Being one to never complain, I have a wish that may or may not be granted.  It is something that is special to me, and something that brings in the temperance of things, and cordons them of for easy inspection.
I dream to forget. It is easy, and we all must try it.  But the dreams that come are not always the ones you expect.

FAST BECOMING

I am here to do something which might not be what the sands in sand dunes are apt to encounter.  I am here to relinquish all that has been, and feel the wind on my ground, and hear the sound of whistling as I pass into night.
Be the keeper, and I will come undone.  There is a smothering of homecomings that have dread as their silk, and sentience as their re-enactment.
Be sure, there is nothing left.
I am like the sense the stars have, and need only my own compulsion to be that which the disasters of times past encountered (and still do).
I am going into the wilderness for you.  I have lost all, but what does that matter.
I come for the sun, and leave for the moon.  Distance is not a sorry thing.  I have chosen a course, and I will stick to it.  What is more, I will be that testing that hears nothing, and senses all.
There are things we must not do.  And that is be in time with life, and have our heart carry us forward.

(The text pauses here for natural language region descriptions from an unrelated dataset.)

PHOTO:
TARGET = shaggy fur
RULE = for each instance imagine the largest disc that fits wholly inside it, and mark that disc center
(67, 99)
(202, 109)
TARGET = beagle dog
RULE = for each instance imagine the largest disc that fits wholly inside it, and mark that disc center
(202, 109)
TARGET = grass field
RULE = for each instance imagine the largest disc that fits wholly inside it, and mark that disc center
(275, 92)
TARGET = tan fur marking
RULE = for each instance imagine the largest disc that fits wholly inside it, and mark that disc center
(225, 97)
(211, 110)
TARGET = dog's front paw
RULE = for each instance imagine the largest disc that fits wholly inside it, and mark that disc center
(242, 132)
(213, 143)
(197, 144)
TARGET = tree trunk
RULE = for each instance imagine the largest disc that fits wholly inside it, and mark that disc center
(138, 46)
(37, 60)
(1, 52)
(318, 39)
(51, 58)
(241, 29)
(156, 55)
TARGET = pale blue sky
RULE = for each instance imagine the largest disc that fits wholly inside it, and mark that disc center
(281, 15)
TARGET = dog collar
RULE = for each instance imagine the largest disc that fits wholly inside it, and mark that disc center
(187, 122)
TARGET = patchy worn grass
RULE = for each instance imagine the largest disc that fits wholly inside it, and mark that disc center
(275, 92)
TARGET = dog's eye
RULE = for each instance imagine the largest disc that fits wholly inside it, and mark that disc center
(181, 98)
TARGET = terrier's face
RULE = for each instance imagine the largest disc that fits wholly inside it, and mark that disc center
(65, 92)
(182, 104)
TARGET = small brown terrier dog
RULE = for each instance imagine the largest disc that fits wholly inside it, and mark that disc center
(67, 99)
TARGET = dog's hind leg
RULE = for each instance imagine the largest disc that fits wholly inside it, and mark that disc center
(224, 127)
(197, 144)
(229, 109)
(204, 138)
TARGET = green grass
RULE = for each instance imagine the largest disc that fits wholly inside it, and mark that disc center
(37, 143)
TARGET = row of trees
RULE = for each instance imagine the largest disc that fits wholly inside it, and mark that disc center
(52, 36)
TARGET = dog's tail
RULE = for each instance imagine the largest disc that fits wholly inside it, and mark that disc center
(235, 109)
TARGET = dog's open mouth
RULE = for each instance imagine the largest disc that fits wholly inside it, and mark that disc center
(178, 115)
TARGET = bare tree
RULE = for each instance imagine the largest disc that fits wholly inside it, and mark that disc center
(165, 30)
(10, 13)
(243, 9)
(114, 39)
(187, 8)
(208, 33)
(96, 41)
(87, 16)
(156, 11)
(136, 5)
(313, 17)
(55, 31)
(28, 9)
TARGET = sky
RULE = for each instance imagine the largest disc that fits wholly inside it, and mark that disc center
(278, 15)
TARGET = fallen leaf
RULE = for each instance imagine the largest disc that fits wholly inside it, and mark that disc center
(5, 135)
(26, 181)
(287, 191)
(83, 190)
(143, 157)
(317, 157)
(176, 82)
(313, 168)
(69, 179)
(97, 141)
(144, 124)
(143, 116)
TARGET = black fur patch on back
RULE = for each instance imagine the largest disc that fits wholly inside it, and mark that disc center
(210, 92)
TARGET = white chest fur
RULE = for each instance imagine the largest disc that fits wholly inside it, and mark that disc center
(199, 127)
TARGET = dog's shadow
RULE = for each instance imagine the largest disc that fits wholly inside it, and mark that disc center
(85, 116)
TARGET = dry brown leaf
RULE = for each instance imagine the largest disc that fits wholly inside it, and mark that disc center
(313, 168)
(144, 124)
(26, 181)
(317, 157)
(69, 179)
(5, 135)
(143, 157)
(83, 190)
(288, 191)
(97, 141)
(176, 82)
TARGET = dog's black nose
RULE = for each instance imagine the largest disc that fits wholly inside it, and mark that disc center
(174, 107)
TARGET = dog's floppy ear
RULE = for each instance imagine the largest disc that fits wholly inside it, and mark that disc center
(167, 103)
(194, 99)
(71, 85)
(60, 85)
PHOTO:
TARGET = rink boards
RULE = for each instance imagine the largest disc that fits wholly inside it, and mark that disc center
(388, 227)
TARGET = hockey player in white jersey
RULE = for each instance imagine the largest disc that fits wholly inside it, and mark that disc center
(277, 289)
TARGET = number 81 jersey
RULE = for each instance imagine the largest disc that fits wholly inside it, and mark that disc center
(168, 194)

What am I to do?
I am fast becoming a runaway.  For that I am thankful, come what may.


SONATA IN D

Huysmans was a child in the heart, but knew when the time had come. Rimbaud said his piece, and then staggered off stage.  We are left with the sense that time will come to those who wait.  I have had much to say, and I will say more.
Sartre was the temporal, just as Heidegger was the base.  I am more in tune now with what makes a snake tick.  To those of you who think I am done, stand back, and I will show you more.
I feel Mallarme could easily tick past the countenance, and be that wing that lifts us to higher heights.  Do not be discouraged, I will come for you.
There are sentences which Proust could not let go of.  They are in the wings of desire, as they chase the newness of fathoming bliss. I will never let go.  This much is true.
Dostoyevsky is a hat, that being worn, is like the sun on our foreheads.  He wishes and wines and knows that the tempest will get us in the end. There are cases that lead to the undoing.  But this is not one of them.
Moliere has to be seen to be believed.  It is like the gravestone has struck up a chorus with the dead, and sent fiery embers back down the tube that gives us life.
I have been in touch with the spirit of Shakespeare, and know that when he sang his final song, there wasn’t a soul left to see him.  Much is made of this, but when the sails of gainly ships are strung tight, there can be no other victor.
Coleridge sung the bees away, and had the chance to be victor.  His drugs were a curse and a blessing.  I will not be saddled with the likeminded accomplice, who lets vipers lose in the recesses of the dark.  We will find you.
Schoenberg was the mistress who made dark the movements of modernism. We still haven’t overcome his milk, and we drink it as a newborn who yearns for something more.
A good portion of the sight we need to see the setting sun, is buried in the lap of Artaud, who campaigns for the sufferers, and lets the night reign in shards.  I am with you Artaud, as sand is with the sea.
Dante is a dripping on the floor of an ancient citadel.  It hides and plays, and has heart and soul, and all that we wish we could possess ourselves.  Be what may, this sonata is coming to a close.